A visit to a favorite Los Angeles bakery sparks a series of memories about the writer’s family
When I walked into the bakery on Cesar Chavez Avenue in East Los Angeles, my lungs were instantly flooded with the sweet air of butter and sugar wafting from the kitchen while pots and pans clanked and banged loudly and voices called out in Spanish. My mouth watered as my eyes scanned the many kinds of pan dulce displayed in neat rows. The lights shone brightly on the sweet breads. I could feel the heat from the pot of homemade tamales, and I craved one of the Mexican sodas in the glass fridge. I clutched my $5 bill, knowing I could walk out with a large bag of pan dulce for my family and a soda for myself and still have change.
I ordered three kinds of pan dulce: elote, concha, and a large cuerno, named for their corn, shell, and horn shapes. I reached into the white paper bag of treats, the bottom stained with warm grease.
My papa always said, “If the bottom is greasy, you know it’s good.”
I bit into the concha, and the familiar sweet smell and ridged texture flooded my senses. The top of the bread crumbled and filled my mouth with its sugary flavor. The center of the bread was especially warm and soft. The smell reminded me of my Aunt Lulu’s kitchen. I wondered what it was like for my father to walk to this bakery at four years old, clinging to the hand of my great-grandfather, Agustín, and to taste the delicious concha for the first time.
As I walked to the car, I reflected on all of my family members who had once lived here, on the streets of East Los Angeles and nearby Boyle Heights: the Davilas, the Ramoses, the Ordoñezes, and the Villalobos. I could feel the presence of my ancestors who walked down these streets in the 1940s and 1950s enjoying the treats of this bakery. I could picture my grandfather’s little dog running down the sidewalk and my grandmother in her favorite orange dress.
Today, my family has grown even bigger and has spread across Southern California, but they still travel miles back to this bakery and wait in line to get pan dulce and tamales for Thanksgiving, Christmas, and Easter. The cuernos are still my papa’s favorite.

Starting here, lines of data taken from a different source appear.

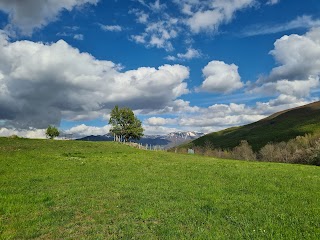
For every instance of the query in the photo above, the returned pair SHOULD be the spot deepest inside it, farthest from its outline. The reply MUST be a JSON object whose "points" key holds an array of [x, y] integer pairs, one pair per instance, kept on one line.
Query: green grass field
{"points": [[82, 190]]}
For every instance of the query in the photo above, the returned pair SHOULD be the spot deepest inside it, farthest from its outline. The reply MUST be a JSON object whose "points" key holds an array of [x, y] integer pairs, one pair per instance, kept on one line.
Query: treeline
{"points": [[302, 150]]}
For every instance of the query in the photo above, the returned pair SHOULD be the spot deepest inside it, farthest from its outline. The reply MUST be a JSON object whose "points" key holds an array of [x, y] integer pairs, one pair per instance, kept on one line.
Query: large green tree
{"points": [[125, 124], [52, 132]]}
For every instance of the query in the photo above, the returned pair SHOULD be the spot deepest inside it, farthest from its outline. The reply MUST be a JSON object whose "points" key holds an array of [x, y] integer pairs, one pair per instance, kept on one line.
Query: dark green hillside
{"points": [[281, 126]]}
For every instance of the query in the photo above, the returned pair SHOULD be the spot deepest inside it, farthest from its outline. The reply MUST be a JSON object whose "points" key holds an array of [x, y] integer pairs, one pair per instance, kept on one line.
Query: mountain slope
{"points": [[281, 126]]}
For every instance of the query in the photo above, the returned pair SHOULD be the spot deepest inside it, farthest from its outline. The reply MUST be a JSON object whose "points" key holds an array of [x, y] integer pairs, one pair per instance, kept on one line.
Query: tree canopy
{"points": [[52, 132], [125, 124]]}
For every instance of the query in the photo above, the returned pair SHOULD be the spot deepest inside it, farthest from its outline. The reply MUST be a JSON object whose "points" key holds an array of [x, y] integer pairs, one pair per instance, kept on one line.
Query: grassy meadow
{"points": [[99, 190]]}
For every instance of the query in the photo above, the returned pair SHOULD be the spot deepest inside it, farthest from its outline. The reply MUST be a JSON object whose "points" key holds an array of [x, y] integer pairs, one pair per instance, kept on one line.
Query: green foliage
{"points": [[52, 132], [302, 149], [99, 190], [279, 127], [125, 124]]}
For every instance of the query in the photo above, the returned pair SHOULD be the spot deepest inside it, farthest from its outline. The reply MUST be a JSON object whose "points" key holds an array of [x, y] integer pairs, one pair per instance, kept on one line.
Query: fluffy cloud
{"points": [[302, 22], [190, 54], [221, 77], [298, 56], [209, 15], [27, 133], [42, 83], [27, 15], [299, 67]]}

Remembering, I could not resist.
I reached into the warm bag and removed the large, freshly baked, yellow-and-gold, horn-shaped cuerno, ripped off the corner, and watched the steam slowly swirling as it spilled its sweet scent into the cool night air. I bit into it as it spilled its warmth onto my taste buds, and the crisp outer layer crunched satisfyingly.
I washed it down with bubbly Coke, instantly cooling the sugary warmth that filled my stomach. It is true what they say: the Coke from Mexico in the green glass bottle tastes better.
The faded, rusted sign out front symbolizes that the bakery remains unchanged and original in this vibrant neighborhood. The same Catholic church where my grandfather went to kindergarten is still across the street. I can tell he misses this place because he tells stories about it a lot. My fingers feel the paper bag to make sure there is an elote inside for him.